Daha Houston'a gittiğimiz ilk günlerde Doktor Banu Arun telefon etti. "MD Anderson Hastanesi'nin meme kanseri bölümünde çalışıyorum. Herhangi bir şekilde ihtiyacınız olursa beni arayabilirsiniz. Hiç tedirgin olmayın. Bir Türk olarak kendi konum olmasa da yardıma hazırım, beklerim" dedi kapattı. Birkaç gün sonra Sönmez'le ziyaretine gittik. Dr. Arun, güzel, çok yumuşak konuşan, rahatlatıcı, çok zarif bir genç hanım. O hastanede, o bölümde çalışması için kim bilir nasıl bir eğitimden, birikimden geçtiğini düşünerek çok iftihar ettik. Pencereden baktığımda dışarısı aşırı sıcak gibi görünüyordu. Ama çalıştığı oda genel soğutma sisteminden buz gibi. Biliyorsunuzdur Amerika'da su ve Cocacola'nın iki üç damlası hariç gerisi nasıl buzsa, odaların içini de öyle buz gibi yapmaya meraklılar. "Burada üşümüyor musunuz Banu Hanım?" diyecek oldum. "Ne üşümesi, donuyorum" diyerek masanın altından elektrikli sobasını çıkarıp gösterdi. Çok güldük. Çünkü dışarısı 40 derece. Hastanede daha ilk günden itibaren bize çok yakın davranan üç Türk vardı. Türkiye Bölümü Sorumlusu Elnar Köseoğlu, tıbbi tercümanlar Levent Kolbay ve Nuran Timoçin. Doktorlarla direkt telefonlaşamadığımızdan soracağımız her şey için onlara ihtiyacımız oluyordu. Cep telefonlarını vermeleri, sosyal konularda sohbet etmeleri, hastane dışında görüşmeleri yasak olduğu için dostluğumuz çok sınırlı kaldı. Hep sıkıntılara, acılara ortak olan bu insanların devamlı iç kapayıcı bir ortamda çalışmak gibi çok zor bir görevleri vardı. Her sorunumuzda başvurduğumuz bu kişileri sevgiyle kucaklıyor ve çok teşekkür ediyorum.

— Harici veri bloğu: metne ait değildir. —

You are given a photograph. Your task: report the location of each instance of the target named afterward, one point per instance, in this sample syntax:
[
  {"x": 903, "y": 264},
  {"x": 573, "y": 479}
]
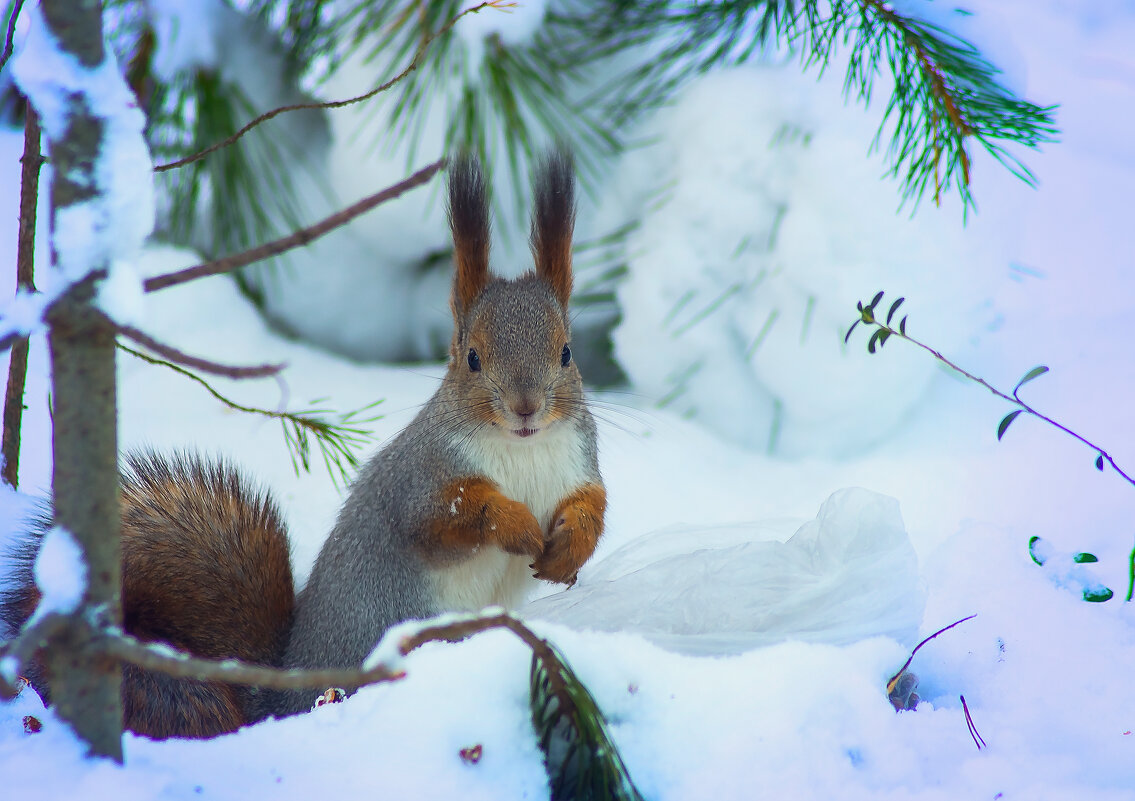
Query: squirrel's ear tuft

DOSTLARA VEDA Aslında hiçbir şeyi ertelememek lazım. Hele yaşlı kişilere olan özlemi ve sevgimizi söylemeyi hiç ertelemememiz lazım. Uzun zamandır haber alamadığımız Müşerref Hekimoğlu'nu "Hep yarın ararız" derken kaybettik. Son bir kez daha sesini duymadan sessiz sedasız bu dünyadan göçüverdi. Ben hayatımda 1920 doğumlu bu kadar güzel kadın tanımadım. Estetik müdahalenin hiç olmadığı yıllarda, kim bilir menekşe (bence) rengi gözleri neler gördü? Güzel endamı, kıvrak zekasıyla kim bilir hangi salonlarda, ne biçim rüzgarlar estirdi. Herhalde hanım olarak en eski gazetecilerden biriydi. Sönmez ve ben çok severdik Müşerref Hanımı. Aynı günlerde İsmet Ay'ı da kaybettik. Kendisiyle bir samimiyetim yoktu ama bir fenomen olduğunu anlatmak için tanımak yeterdi. Görgüsü, estetiğe düşkünlüğü, eleştirici zekası ve sivri dilliliğiyle farklıydı. Tiyatroda da hayatta da çok başarılı, farklı bir kişilikti. Bunca yıl emek verdiği tiyatrosuna küs gitmesi üzücüydü. Böyle renkli, sivri, önemli kişilik, kıymetini yaşarken bilmediğimiz dostluklara vakit bulamadığımız bu dünyadan göçtü gitti. James Joyce'un "Ulysses''inde "İnsan ölünce dünyada bıraktığı gövdesinden ayrılan ruhu oyuncaklarıyla birlikte evrenin bir yerlerine depo edilir" gibi bir deyiş vardı. Öyle mi acaba? Tanrı ikisine de rahmet eylesin.